The activists aren’t even wrong. Being white does give one an advantage. Most of it is a result of the familial wealth/income gap that holds for everyone across racial lines. Children tend to reach levels of achievement and wealth similar to their parents. Still, there is some small portion attributable to the natural tendency of people to self segregate into like minded and homogeneous communities, which technically is racism. People are basically racist, and whites are privileged in the USA are statements both both true and completely irrelevant, because there’s nothing we can do now to fix it that we haven’t already done. What could be done already was done during the civil rights movement or since.
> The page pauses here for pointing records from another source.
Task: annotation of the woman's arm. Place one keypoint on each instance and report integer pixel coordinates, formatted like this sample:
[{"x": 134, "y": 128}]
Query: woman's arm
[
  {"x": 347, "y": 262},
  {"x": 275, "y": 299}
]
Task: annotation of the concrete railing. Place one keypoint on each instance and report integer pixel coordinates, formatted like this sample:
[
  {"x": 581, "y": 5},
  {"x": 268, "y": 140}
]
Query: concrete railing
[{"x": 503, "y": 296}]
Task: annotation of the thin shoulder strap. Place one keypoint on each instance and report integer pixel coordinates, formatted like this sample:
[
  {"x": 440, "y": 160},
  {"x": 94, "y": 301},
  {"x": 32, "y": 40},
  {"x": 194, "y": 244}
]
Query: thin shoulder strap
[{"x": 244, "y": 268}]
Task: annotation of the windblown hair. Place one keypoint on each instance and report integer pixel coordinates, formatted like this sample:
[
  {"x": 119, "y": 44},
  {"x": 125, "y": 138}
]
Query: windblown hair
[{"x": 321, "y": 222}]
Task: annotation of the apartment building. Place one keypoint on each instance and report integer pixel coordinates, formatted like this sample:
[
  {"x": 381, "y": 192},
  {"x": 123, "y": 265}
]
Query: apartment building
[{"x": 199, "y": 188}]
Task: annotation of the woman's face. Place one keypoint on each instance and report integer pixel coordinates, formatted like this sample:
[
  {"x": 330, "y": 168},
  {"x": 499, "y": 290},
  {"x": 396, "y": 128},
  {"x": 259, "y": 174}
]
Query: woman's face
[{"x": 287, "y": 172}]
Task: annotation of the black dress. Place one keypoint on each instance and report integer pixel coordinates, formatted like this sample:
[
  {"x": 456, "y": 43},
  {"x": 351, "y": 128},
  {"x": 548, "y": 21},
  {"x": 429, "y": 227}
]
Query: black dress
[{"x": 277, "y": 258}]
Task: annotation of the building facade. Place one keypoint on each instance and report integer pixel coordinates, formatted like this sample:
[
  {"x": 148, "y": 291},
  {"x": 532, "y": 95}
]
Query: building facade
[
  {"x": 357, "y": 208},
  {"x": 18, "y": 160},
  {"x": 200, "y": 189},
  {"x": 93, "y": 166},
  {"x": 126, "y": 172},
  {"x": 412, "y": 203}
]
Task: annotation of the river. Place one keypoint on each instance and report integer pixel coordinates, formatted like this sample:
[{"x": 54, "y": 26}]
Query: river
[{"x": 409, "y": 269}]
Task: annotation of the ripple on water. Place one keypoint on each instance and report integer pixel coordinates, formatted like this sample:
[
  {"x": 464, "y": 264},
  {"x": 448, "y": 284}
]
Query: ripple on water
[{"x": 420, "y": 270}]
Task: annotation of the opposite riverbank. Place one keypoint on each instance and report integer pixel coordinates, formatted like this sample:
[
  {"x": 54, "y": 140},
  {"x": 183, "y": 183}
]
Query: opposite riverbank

There are already plenty of programs to get blacks out of poverty, improve inner city schools, encourage home ownership, etc.

The sad part is that by exporting its racial issues, America’s anti-racism crusaders are actually causing racism in other nations where it didn’t even exist at the same level. I didn’t know about the Battle of Bamber Bridge so I thank the author for the education. That illustrates the point. If anti-racism and critical race theory seep into other societies, it’s only going to create the same racial dynamic that exists here, and nobody should aspire to that.

S B
S B
29 days ago

This is why you don’t let children mark their own homework.